If you need more demonstration or actual examples, let me know

On a related note - often noise and grain can interfere with accuracy motion vectors. You can use a degrained preprocessed clip for the vector calculation - this technique is used in many scripts.

In some professional optical flow applications, you can "guide" the motion estimation with motion tracking - because there are always errors in prediction. It's never perfect. You can use mattes and roto to help delineate object boundaries, because the chosen "block" distribution does not necessary outline objects perfectly - this helps reduce the object edge artifacts

StainlessS

29th April 2021, 16:53

maybe that's just the mindset of old people
Impudent young puip !

markfilipak

1st May 2021, 08:56

You can demonstrate that a video can have "bad" motion vectors (they don't track the content well, they "slide" off and miss targets - ie. poor prediction) , but re-encoding it with a better search parameters produces better matching motion vectors. Better "home brew" vectors if you will.

You see, that's what I just can't understand. Help me. Tell me what's wrong (beside the fact that I'm old and senile :) ).

The source's MVs guide the decoder when producing pictures of pixels.

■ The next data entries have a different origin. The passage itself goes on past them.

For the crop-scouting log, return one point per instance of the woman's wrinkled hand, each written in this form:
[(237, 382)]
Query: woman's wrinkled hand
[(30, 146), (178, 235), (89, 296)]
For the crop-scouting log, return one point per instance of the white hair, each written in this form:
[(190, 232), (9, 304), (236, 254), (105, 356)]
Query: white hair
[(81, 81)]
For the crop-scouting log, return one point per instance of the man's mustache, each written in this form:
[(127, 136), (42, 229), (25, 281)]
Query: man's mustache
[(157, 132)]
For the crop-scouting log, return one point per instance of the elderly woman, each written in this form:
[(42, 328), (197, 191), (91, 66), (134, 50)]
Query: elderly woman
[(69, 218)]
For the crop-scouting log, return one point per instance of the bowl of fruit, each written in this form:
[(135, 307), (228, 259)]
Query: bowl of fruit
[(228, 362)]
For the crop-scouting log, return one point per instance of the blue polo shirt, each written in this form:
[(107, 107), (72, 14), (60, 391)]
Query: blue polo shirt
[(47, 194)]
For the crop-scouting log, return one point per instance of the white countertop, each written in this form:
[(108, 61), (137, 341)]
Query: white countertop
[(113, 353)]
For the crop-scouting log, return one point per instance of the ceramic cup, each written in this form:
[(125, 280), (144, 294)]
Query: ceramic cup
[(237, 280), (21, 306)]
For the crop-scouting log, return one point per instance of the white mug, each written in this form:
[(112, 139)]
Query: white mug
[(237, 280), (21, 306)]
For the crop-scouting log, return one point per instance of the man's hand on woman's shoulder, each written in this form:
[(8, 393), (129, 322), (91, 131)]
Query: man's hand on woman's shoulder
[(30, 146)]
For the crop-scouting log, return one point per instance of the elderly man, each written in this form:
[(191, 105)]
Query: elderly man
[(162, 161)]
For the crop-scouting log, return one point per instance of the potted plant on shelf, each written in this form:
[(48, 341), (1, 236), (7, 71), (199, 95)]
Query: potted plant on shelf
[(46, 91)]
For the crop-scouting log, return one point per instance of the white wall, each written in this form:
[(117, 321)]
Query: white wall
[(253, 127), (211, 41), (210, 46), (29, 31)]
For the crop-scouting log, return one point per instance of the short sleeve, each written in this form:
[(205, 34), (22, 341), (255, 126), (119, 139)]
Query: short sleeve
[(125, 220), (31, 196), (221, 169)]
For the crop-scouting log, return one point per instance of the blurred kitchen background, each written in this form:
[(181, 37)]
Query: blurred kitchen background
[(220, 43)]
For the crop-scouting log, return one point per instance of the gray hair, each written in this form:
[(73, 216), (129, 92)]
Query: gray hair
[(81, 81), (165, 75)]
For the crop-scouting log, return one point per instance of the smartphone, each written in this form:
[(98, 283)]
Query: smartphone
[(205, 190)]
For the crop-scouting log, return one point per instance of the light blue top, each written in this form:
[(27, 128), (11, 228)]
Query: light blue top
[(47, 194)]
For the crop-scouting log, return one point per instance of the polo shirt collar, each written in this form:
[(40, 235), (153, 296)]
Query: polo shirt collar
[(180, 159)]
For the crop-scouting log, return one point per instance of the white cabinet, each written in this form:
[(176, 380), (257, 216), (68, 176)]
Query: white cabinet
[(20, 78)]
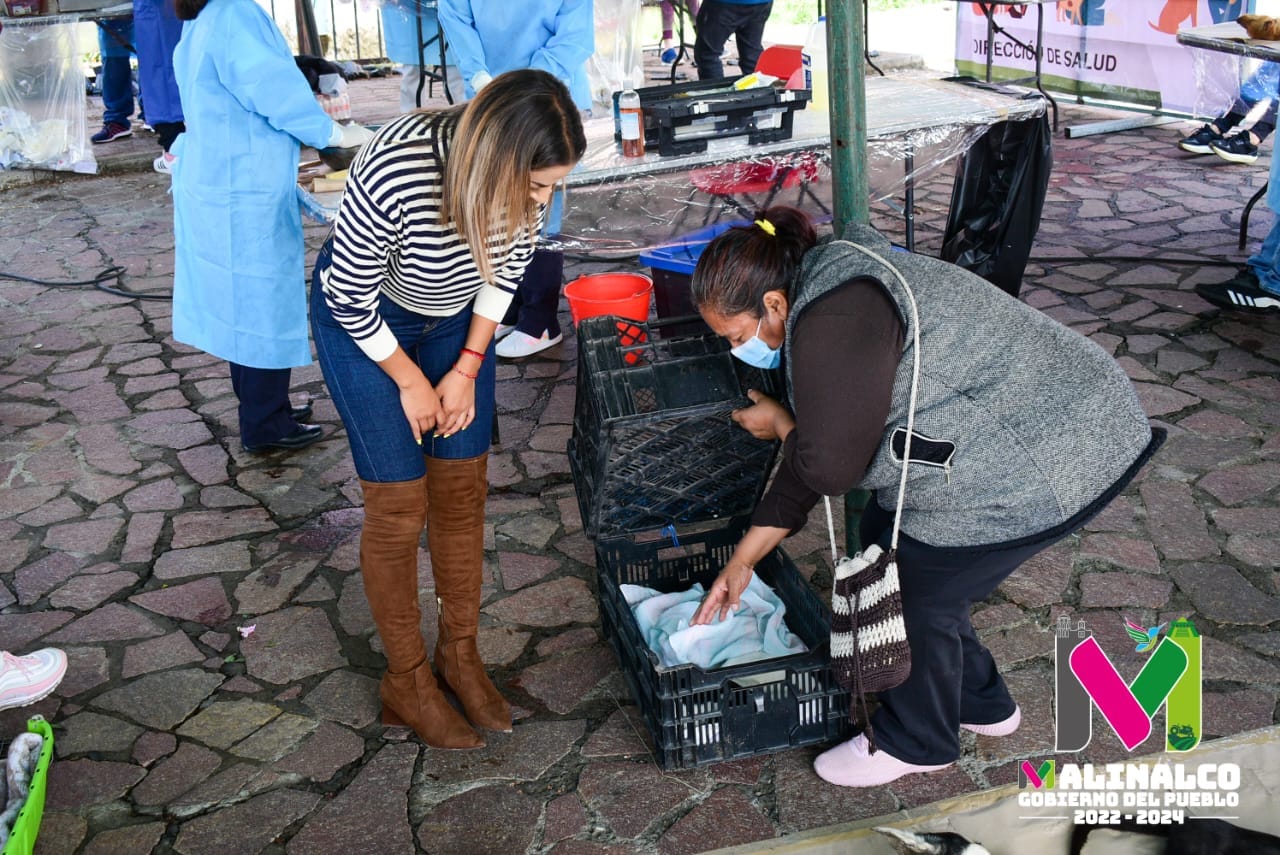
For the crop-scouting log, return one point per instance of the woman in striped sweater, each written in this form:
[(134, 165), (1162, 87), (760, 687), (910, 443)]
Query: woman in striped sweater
[(435, 229)]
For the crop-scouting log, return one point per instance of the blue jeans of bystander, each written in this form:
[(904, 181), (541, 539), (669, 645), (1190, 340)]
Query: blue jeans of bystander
[(369, 402)]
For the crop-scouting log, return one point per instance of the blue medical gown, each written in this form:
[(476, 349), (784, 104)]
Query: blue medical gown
[(400, 32), (240, 288), (156, 31), (557, 36)]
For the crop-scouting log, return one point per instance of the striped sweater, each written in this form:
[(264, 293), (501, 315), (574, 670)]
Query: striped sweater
[(388, 238)]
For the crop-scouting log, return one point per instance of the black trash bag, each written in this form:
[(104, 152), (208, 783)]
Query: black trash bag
[(312, 67), (997, 199)]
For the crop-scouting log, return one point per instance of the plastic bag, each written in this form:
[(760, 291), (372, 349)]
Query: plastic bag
[(42, 122), (996, 201)]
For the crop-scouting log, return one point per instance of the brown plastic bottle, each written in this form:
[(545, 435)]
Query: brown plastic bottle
[(631, 118)]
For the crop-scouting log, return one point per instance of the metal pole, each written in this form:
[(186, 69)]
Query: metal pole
[(846, 46), (848, 81)]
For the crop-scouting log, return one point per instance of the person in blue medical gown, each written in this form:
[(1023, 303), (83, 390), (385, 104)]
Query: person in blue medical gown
[(401, 33), (156, 31), (238, 287), (556, 36)]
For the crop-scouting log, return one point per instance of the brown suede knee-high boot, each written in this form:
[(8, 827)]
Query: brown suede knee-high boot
[(455, 534), (394, 513)]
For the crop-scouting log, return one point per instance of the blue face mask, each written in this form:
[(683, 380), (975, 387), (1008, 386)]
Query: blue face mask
[(755, 352)]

MVTools et al use the pictures of pixels to produce new MVs. You say that those "home brew" MVs can be better than the source's MVs, but I don't see how that's possible. Tell you what. I'll try -vf codecview (never done that before) so I can see what you're 'talking' about.

markfilipak

1st May 2021, 10:17

ffmpeg -flags2 +export_mvs -i source.mkv -vf codecview=mv=pf codecview=mv=pf.mkv

I see what you're 'talking' about. In a tracking panning shot in which nearly all the vectors should be parallel, some groups are pointing way 'wrong' and are way too long. But obviously, the decoder produces correct pixels. So, for the decoder to produce the picture of pixels I see, it must be fixing up the vectors -- I think the fix-up is using something called "residuals" (?) -- it's been a while since I last read the H264 ITU specification.

Maybe the codec doesn't export the residuals (or whatever they're called). Is that the problem that blocks MVTools et al from directly using the source's vectors?

markfilipak

1st May 2021, 10:56

... go read the source code of MVTools if you wanna know how things work precisely.
I don't know 'C'. And a precise treatise is more than's needed. Just a general presentation would do. A link would be fine.

.---------.
¦.----..-.¦
¦¦ ¦¦ ¦¦
vv ¦¦ v¦
P1 B2 B3 P4
^ ¦¦ ^
'-''----'

motion vectors will no longer be estimated from adjacent frames.
So? Why is that a show stopper?
It looks to me to be a sum of vectors issue and an issue of working on several frames at the same time. Decoders obviously do it, or am I wrong?